“What are you busy with after this?” he asked. I was out with a friend for dinner and I’d told him that I would have to leave by 9pm.
I’m going home, I told him. Apparently, this was an “unacceptable” reason to end a night out early. “No way, you’re coming out for drinks with me,” he said.
“No I can’t, I have plans,” I said. From the look on his face, I was sure that he’d took it to mean that I was going home to either: a) ravish my husband or b) keep to a curfew. The correct answer was… neither.
I had made plans with myself — made them official by putting it down in my calendar.
One thing I’ve always found strange is that when we make plans like that with other people, we would hesitate to cancel them. So why is it that we’re so ready to give up the plans that we make with ourselves?
How do you handle so many things at once?
If I had a FAQ page, this question would be close to the top.

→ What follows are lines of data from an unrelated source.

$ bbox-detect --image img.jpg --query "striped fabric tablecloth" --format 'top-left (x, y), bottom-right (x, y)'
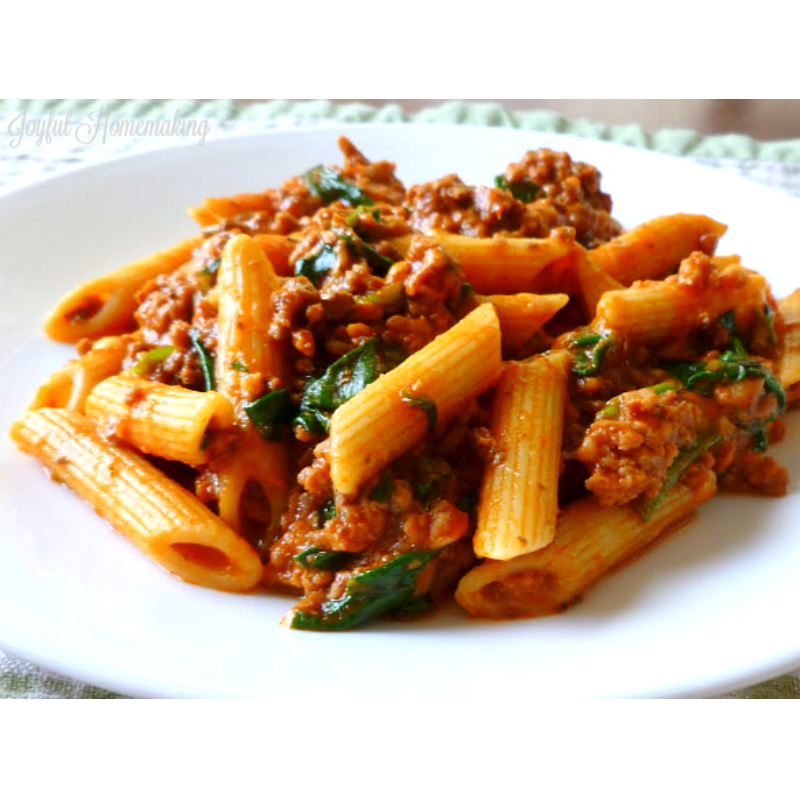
top-left (2, 99), bottom-right (800, 699)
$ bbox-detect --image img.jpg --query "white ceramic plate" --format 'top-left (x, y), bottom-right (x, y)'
top-left (2, 124), bottom-right (800, 700)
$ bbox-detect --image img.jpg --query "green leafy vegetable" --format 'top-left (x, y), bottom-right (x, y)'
top-left (316, 498), bottom-right (337, 527)
top-left (127, 346), bottom-right (174, 375)
top-left (305, 165), bottom-right (375, 207)
top-left (231, 360), bottom-right (249, 373)
top-left (290, 550), bottom-right (437, 631)
top-left (294, 242), bottom-right (338, 287)
top-left (244, 388), bottom-right (293, 442)
top-left (295, 339), bottom-right (402, 434)
top-left (368, 472), bottom-right (395, 503)
top-left (494, 174), bottom-right (542, 203)
top-left (340, 231), bottom-right (395, 277)
top-left (567, 331), bottom-right (614, 376)
top-left (293, 546), bottom-right (352, 571)
top-left (189, 329), bottom-right (215, 391)
top-left (637, 434), bottom-right (721, 521)
top-left (401, 391), bottom-right (438, 433)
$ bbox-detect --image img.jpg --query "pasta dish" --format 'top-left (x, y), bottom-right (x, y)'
top-left (9, 137), bottom-right (800, 631)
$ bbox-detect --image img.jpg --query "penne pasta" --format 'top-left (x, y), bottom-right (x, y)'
top-left (329, 303), bottom-right (503, 497)
top-left (213, 233), bottom-right (291, 542)
top-left (84, 374), bottom-right (236, 467)
top-left (589, 213), bottom-right (727, 285)
top-left (473, 351), bottom-right (571, 560)
top-left (456, 466), bottom-right (717, 619)
top-left (575, 249), bottom-right (624, 319)
top-left (27, 335), bottom-right (133, 414)
top-left (478, 292), bottom-right (569, 350)
top-left (10, 409), bottom-right (263, 592)
top-left (595, 255), bottom-right (767, 345)
top-left (43, 237), bottom-right (202, 343)
top-left (391, 229), bottom-right (577, 294)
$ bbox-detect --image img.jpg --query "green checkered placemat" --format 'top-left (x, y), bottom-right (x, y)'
top-left (2, 99), bottom-right (800, 699)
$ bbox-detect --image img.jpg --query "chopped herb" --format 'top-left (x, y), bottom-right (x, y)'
top-left (295, 339), bottom-right (403, 435)
top-left (305, 165), bottom-right (375, 207)
top-left (293, 546), bottom-right (352, 572)
top-left (596, 402), bottom-right (620, 420)
top-left (568, 330), bottom-right (614, 377)
top-left (340, 232), bottom-right (395, 277)
top-left (752, 427), bottom-right (769, 453)
top-left (637, 434), bottom-right (721, 521)
top-left (231, 360), bottom-right (249, 373)
top-left (494, 174), bottom-right (542, 203)
top-left (127, 346), bottom-right (174, 375)
top-left (290, 550), bottom-right (437, 631)
top-left (200, 432), bottom-right (210, 451)
top-left (368, 472), bottom-right (395, 503)
top-left (244, 388), bottom-right (293, 442)
top-left (294, 242), bottom-right (338, 287)
top-left (401, 391), bottom-right (438, 434)
top-left (202, 257), bottom-right (221, 275)
top-left (763, 304), bottom-right (778, 345)
top-left (649, 381), bottom-right (681, 396)
top-left (316, 498), bottom-right (337, 528)
top-left (189, 329), bottom-right (215, 391)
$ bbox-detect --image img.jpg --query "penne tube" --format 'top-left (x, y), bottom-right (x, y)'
top-left (10, 409), bottom-right (263, 592)
top-left (27, 335), bottom-right (133, 414)
top-left (595, 257), bottom-right (767, 345)
top-left (473, 351), bottom-right (571, 560)
top-left (43, 237), bottom-right (202, 343)
top-left (201, 192), bottom-right (276, 221)
top-left (214, 233), bottom-right (291, 542)
top-left (456, 466), bottom-right (717, 619)
top-left (778, 325), bottom-right (800, 389)
top-left (589, 213), bottom-right (727, 285)
top-left (216, 233), bottom-right (290, 406)
top-left (253, 234), bottom-right (296, 277)
top-left (84, 374), bottom-right (236, 467)
top-left (575, 249), bottom-right (624, 319)
top-left (187, 206), bottom-right (219, 228)
top-left (391, 229), bottom-right (577, 294)
top-left (478, 292), bottom-right (569, 350)
top-left (778, 287), bottom-right (800, 327)
top-left (330, 303), bottom-right (503, 497)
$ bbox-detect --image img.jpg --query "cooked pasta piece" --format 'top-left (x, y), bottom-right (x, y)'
top-left (479, 293), bottom-right (569, 350)
top-left (390, 229), bottom-right (577, 294)
top-left (253, 234), bottom-right (296, 277)
top-left (10, 408), bottom-right (263, 592)
top-left (589, 213), bottom-right (727, 285)
top-left (473, 350), bottom-right (571, 560)
top-left (27, 335), bottom-right (133, 413)
top-left (595, 255), bottom-right (768, 345)
top-left (575, 250), bottom-right (623, 318)
top-left (189, 191), bottom-right (276, 226)
top-left (214, 233), bottom-right (291, 539)
top-left (43, 237), bottom-right (202, 342)
top-left (329, 303), bottom-right (503, 497)
top-left (84, 374), bottom-right (236, 467)
top-left (778, 288), bottom-right (800, 388)
top-left (456, 466), bottom-right (717, 618)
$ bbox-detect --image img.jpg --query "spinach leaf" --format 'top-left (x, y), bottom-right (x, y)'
top-left (567, 331), bottom-right (614, 377)
top-left (305, 165), bottom-right (375, 207)
top-left (636, 434), bottom-right (721, 521)
top-left (189, 329), bottom-right (216, 391)
top-left (244, 388), bottom-right (293, 442)
top-left (340, 232), bottom-right (395, 277)
top-left (293, 545), bottom-right (352, 571)
top-left (295, 338), bottom-right (399, 434)
top-left (290, 550), bottom-right (437, 631)
top-left (401, 391), bottom-right (438, 433)
top-left (368, 472), bottom-right (395, 503)
top-left (127, 345), bottom-right (174, 375)
top-left (494, 174), bottom-right (542, 203)
top-left (294, 242), bottom-right (338, 287)
top-left (316, 498), bottom-right (337, 527)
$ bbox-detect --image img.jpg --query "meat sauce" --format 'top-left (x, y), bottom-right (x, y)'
top-left (122, 137), bottom-right (790, 629)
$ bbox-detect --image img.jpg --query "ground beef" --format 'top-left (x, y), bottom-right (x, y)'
top-left (503, 149), bottom-right (623, 248)
top-left (575, 387), bottom-right (701, 506)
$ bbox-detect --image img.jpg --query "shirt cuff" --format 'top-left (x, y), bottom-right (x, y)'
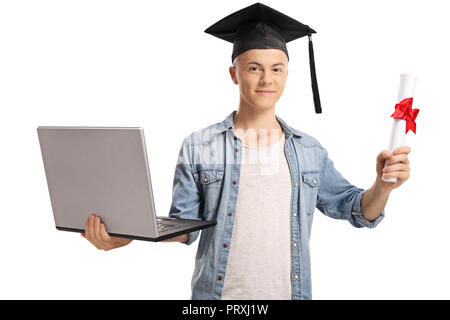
top-left (350, 189), bottom-right (385, 228)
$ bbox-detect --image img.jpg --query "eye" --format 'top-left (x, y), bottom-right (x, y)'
top-left (273, 67), bottom-right (282, 72)
top-left (249, 66), bottom-right (260, 72)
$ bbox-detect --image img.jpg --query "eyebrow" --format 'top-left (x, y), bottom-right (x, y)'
top-left (247, 61), bottom-right (285, 67)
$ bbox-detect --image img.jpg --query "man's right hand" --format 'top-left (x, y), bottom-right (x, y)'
top-left (81, 214), bottom-right (132, 251)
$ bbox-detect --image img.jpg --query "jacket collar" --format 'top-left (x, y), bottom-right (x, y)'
top-left (217, 110), bottom-right (303, 140)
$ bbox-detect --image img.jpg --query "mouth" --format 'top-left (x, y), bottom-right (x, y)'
top-left (255, 90), bottom-right (275, 95)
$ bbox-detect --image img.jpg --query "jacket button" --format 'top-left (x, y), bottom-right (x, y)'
top-left (218, 276), bottom-right (223, 281)
top-left (235, 148), bottom-right (239, 152)
top-left (223, 244), bottom-right (227, 248)
top-left (228, 212), bottom-right (232, 216)
top-left (232, 181), bottom-right (236, 185)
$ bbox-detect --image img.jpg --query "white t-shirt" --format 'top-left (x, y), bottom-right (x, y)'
top-left (221, 133), bottom-right (292, 300)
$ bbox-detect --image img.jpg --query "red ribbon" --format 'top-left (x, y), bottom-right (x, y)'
top-left (390, 97), bottom-right (420, 134)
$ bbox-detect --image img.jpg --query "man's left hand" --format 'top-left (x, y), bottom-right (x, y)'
top-left (376, 146), bottom-right (411, 193)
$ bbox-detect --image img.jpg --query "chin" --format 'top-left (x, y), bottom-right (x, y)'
top-left (251, 98), bottom-right (278, 109)
top-left (251, 102), bottom-right (276, 110)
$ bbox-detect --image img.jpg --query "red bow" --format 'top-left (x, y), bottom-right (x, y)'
top-left (390, 97), bottom-right (420, 134)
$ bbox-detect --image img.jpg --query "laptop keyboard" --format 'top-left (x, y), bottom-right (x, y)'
top-left (157, 220), bottom-right (181, 232)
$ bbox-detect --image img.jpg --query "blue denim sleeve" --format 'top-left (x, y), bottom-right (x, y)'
top-left (349, 188), bottom-right (385, 228)
top-left (316, 149), bottom-right (385, 228)
top-left (168, 137), bottom-right (202, 245)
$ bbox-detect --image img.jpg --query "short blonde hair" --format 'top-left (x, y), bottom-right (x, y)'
top-left (232, 56), bottom-right (238, 69)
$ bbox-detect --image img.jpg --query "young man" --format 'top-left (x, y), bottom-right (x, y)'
top-left (81, 3), bottom-right (411, 299)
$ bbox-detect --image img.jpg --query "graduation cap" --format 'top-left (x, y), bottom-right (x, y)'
top-left (204, 2), bottom-right (322, 114)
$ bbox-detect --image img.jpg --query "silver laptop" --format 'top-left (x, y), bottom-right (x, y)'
top-left (37, 126), bottom-right (216, 242)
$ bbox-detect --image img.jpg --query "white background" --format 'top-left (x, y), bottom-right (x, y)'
top-left (0, 0), bottom-right (449, 299)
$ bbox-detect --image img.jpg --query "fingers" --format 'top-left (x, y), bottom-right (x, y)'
top-left (378, 146), bottom-right (411, 186)
top-left (88, 214), bottom-right (99, 247)
top-left (93, 216), bottom-right (111, 249)
top-left (94, 216), bottom-right (105, 245)
top-left (99, 223), bottom-right (112, 242)
top-left (81, 214), bottom-right (122, 251)
top-left (381, 169), bottom-right (410, 180)
top-left (87, 214), bottom-right (94, 239)
top-left (385, 153), bottom-right (409, 166)
top-left (83, 215), bottom-right (97, 249)
top-left (383, 163), bottom-right (410, 174)
top-left (83, 214), bottom-right (106, 250)
top-left (379, 146), bottom-right (410, 163)
top-left (393, 146), bottom-right (411, 156)
top-left (94, 214), bottom-right (101, 237)
top-left (377, 150), bottom-right (392, 162)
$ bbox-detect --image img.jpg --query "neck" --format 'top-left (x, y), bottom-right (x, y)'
top-left (233, 100), bottom-right (283, 147)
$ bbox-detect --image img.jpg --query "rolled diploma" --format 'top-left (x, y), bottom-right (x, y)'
top-left (382, 73), bottom-right (417, 183)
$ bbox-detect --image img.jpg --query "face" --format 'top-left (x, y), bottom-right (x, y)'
top-left (229, 49), bottom-right (288, 110)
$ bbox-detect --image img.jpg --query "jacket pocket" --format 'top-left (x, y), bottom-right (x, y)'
top-left (194, 169), bottom-right (224, 218)
top-left (300, 170), bottom-right (321, 215)
top-left (197, 169), bottom-right (224, 185)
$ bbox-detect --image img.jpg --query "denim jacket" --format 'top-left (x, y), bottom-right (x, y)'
top-left (168, 110), bottom-right (385, 300)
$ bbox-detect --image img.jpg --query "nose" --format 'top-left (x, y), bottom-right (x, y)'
top-left (259, 70), bottom-right (273, 86)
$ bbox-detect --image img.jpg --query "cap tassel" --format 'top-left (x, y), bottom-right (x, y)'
top-left (308, 34), bottom-right (322, 114)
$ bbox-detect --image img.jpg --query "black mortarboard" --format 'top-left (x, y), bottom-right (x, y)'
top-left (204, 2), bottom-right (322, 114)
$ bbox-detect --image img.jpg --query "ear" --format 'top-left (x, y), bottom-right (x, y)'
top-left (229, 66), bottom-right (238, 85)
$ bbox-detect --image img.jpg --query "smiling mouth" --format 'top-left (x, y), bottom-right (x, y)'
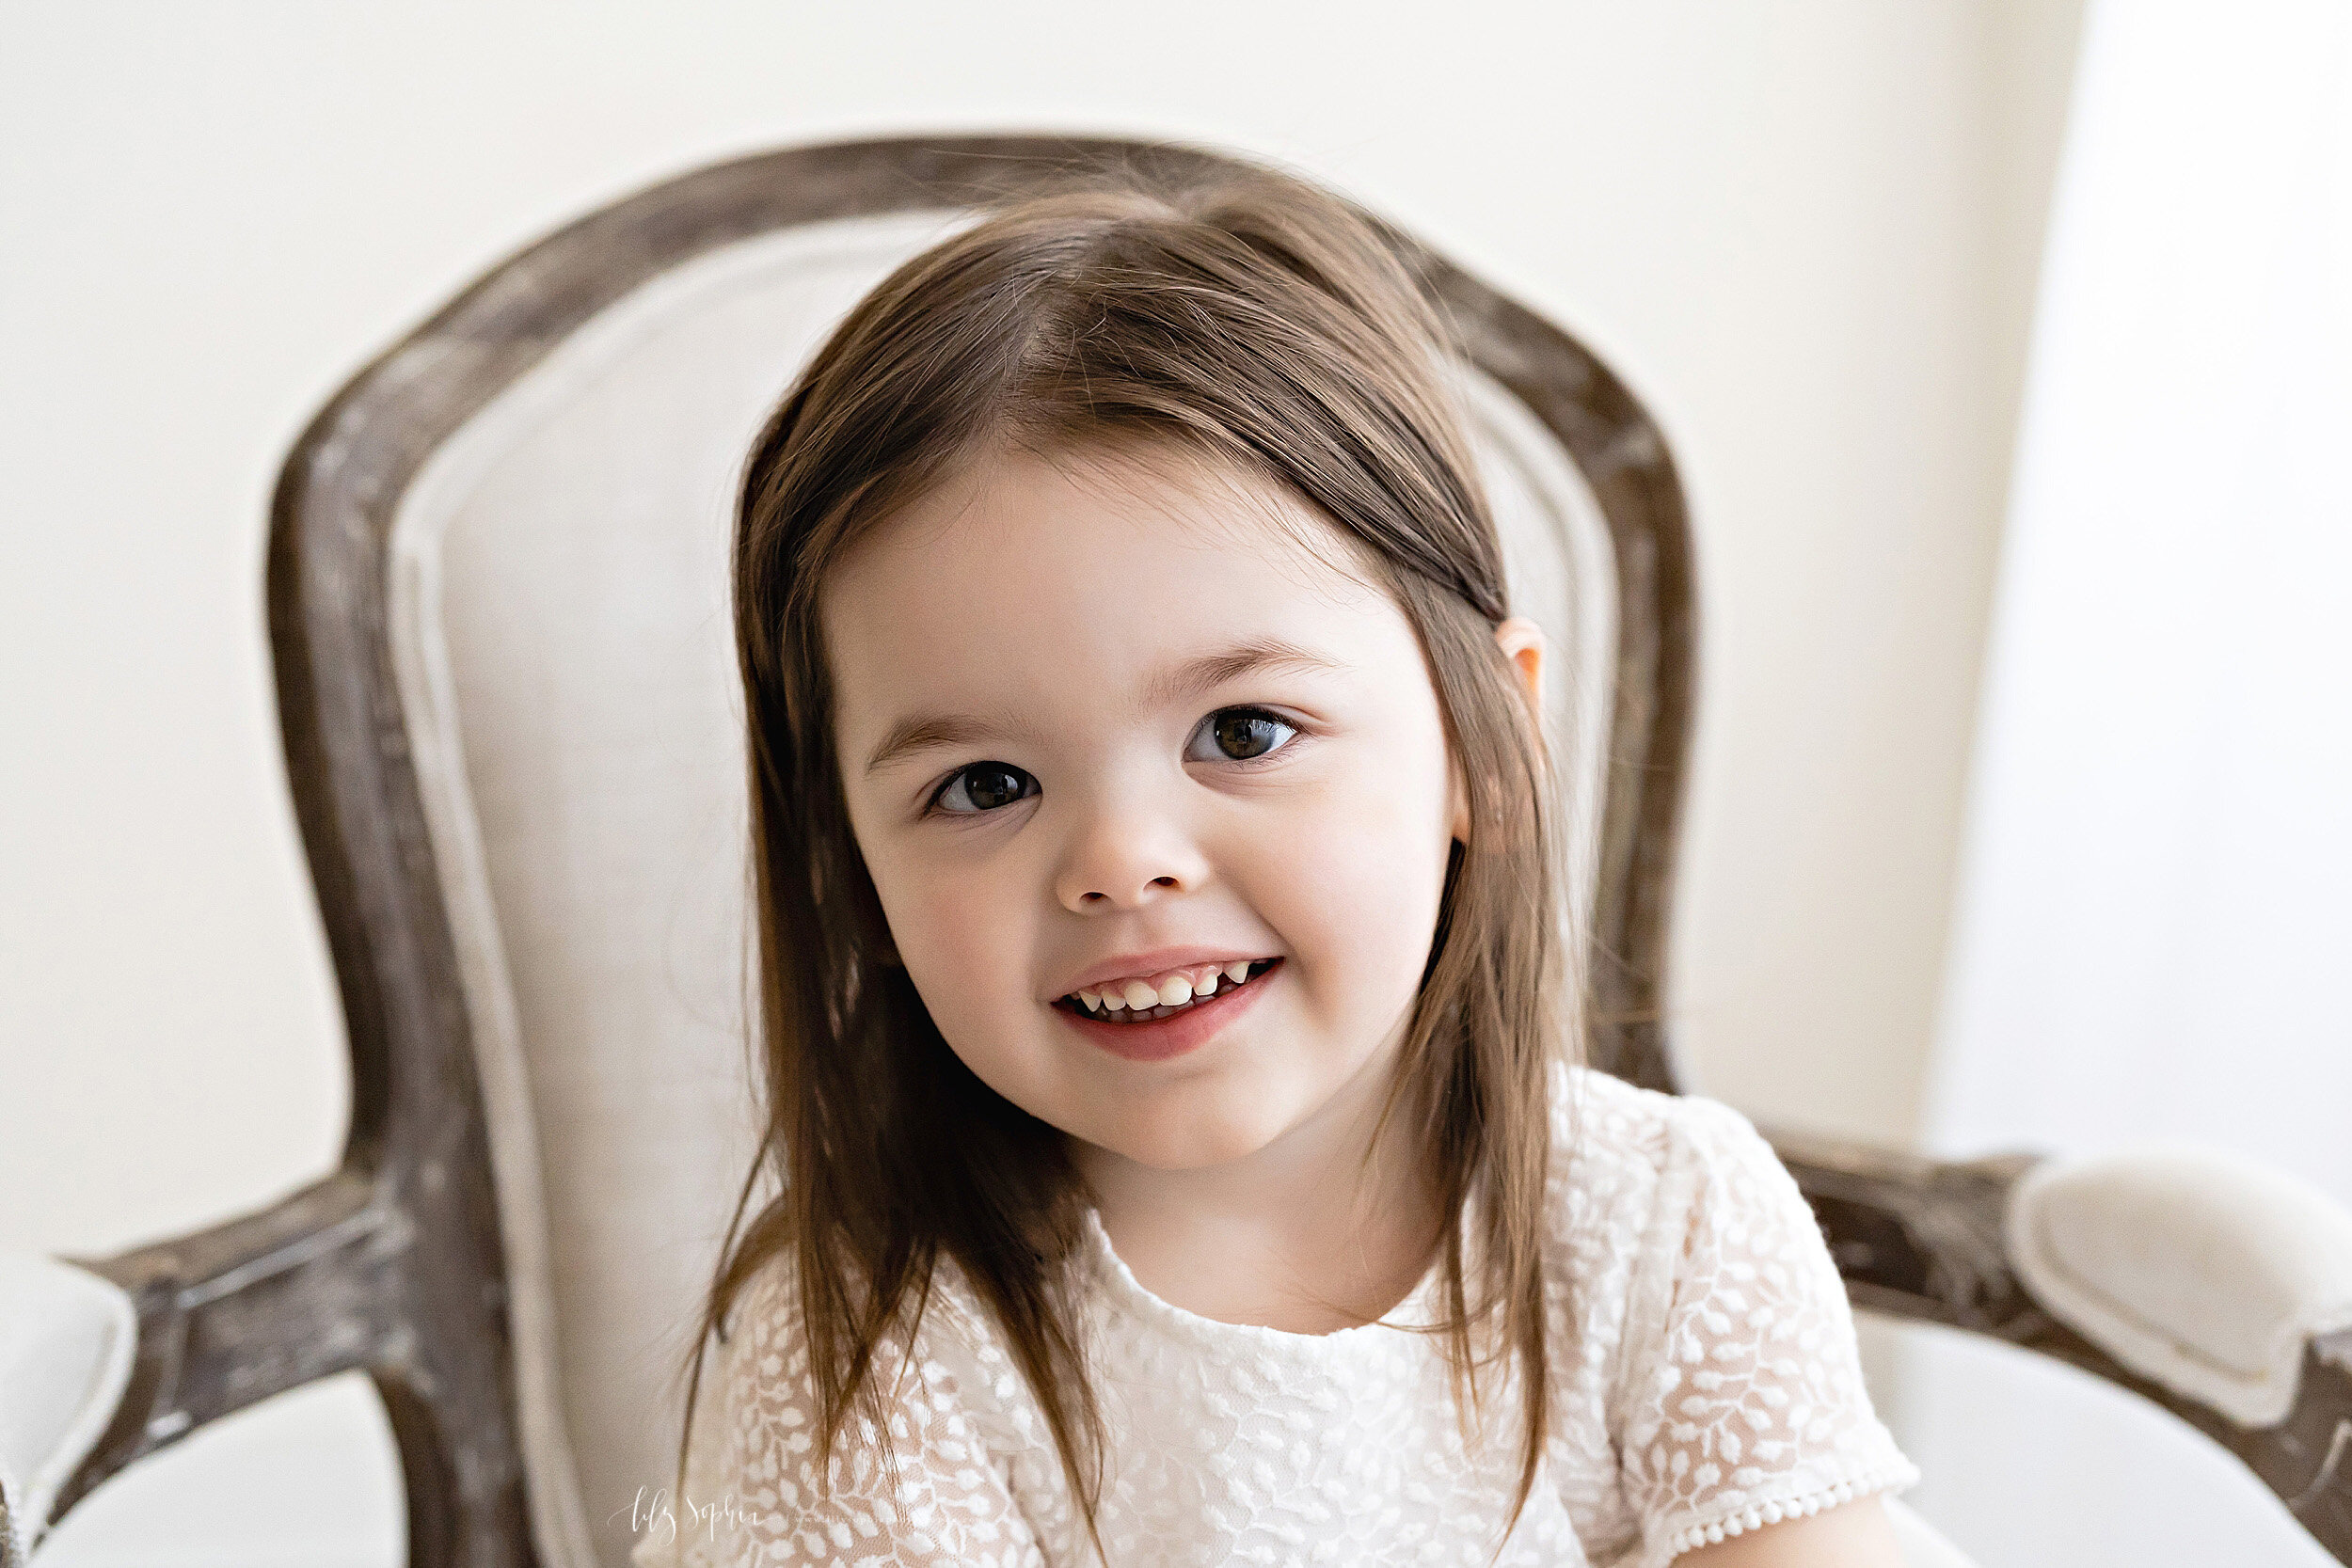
top-left (1068, 963), bottom-right (1289, 1024)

At the time of this writing I am: working at my content studio, just about to begin a round of fundraising for one of my projects, and building a farm-to-table marketplace. I also bartend on weekends.
The question “how do you handle so many things at once?” is usually followed up with “how do you find the time?”.
I don’t find the time. I make it.
Growing up, I used to spend a lot of time at a close friend’s house and her father used to say, “If you fail you plan, you plan to fail.” That saying grated on my Aquarian nerves. I’m a dreamer, not a planner, I thought.
But what I’ve learned is that you don’t have to be a good planner to make plans. You just need to find a system that works. For you.
Forget bullet journals and pretty planners. I have a reporter’s notebook and a Trello board, both of which are organised in a way that makes sense only to me.
But when I really need to get shit done, I put it into my calendar as “untouchable hours” — pre-scheduled sections of my day and week that aren’t meant to be spent on anyone else.
When I make a calendar entry, I also include what I want to work on during that time. And like any other meeting, I do the necessary prep beforehand. This means that when I sit down to start working, I have what I need to hit the ground running.
You are a workaholic, aren’t you?
Another FAQ. And my response is, au contraire.
I read an average of one book per week (more, if I end up binge reading romance novels). I watch lots of TV. I sometimes spend whole Saturdays curled up in bed. I go for drinks on weekends and have social dinners at least once a week. I get laid often.
Here’s a confession: I put these things on my calendar as well. I once put in two three-hour slots that said “Watch Shark Tank” and early next week, I have a binge-watching session of Bojack Horseman planned.
My untouchable hours aren’t just meant for work; I also schedule them for times when I just want to be alone. As an extreme introvert, that’s how I recharge. (This was especially important when I was a journalist and my job involved talking to people.)
Over the years, I’ve learned that if I’m running on empty, I will burn out. And that it takes longer to recover from that.
This is how I keep going.
Roman Emperor Marcus Aurelius wrote, “I have often wondered how it is that every man loves himself more than all the rest of men, but yet sets less value on his own opinion of himself than on the opinion of others.” (Meditations 12.4)
I often wonder why we think our time is less valuable. Why is it so much easier to cancel plans we’ve made with ourselves?
I’m not saying that my untouchable hours are immovable, but I give them the same respect that the rest of my appointments receive.
And thus far, that has worked for me.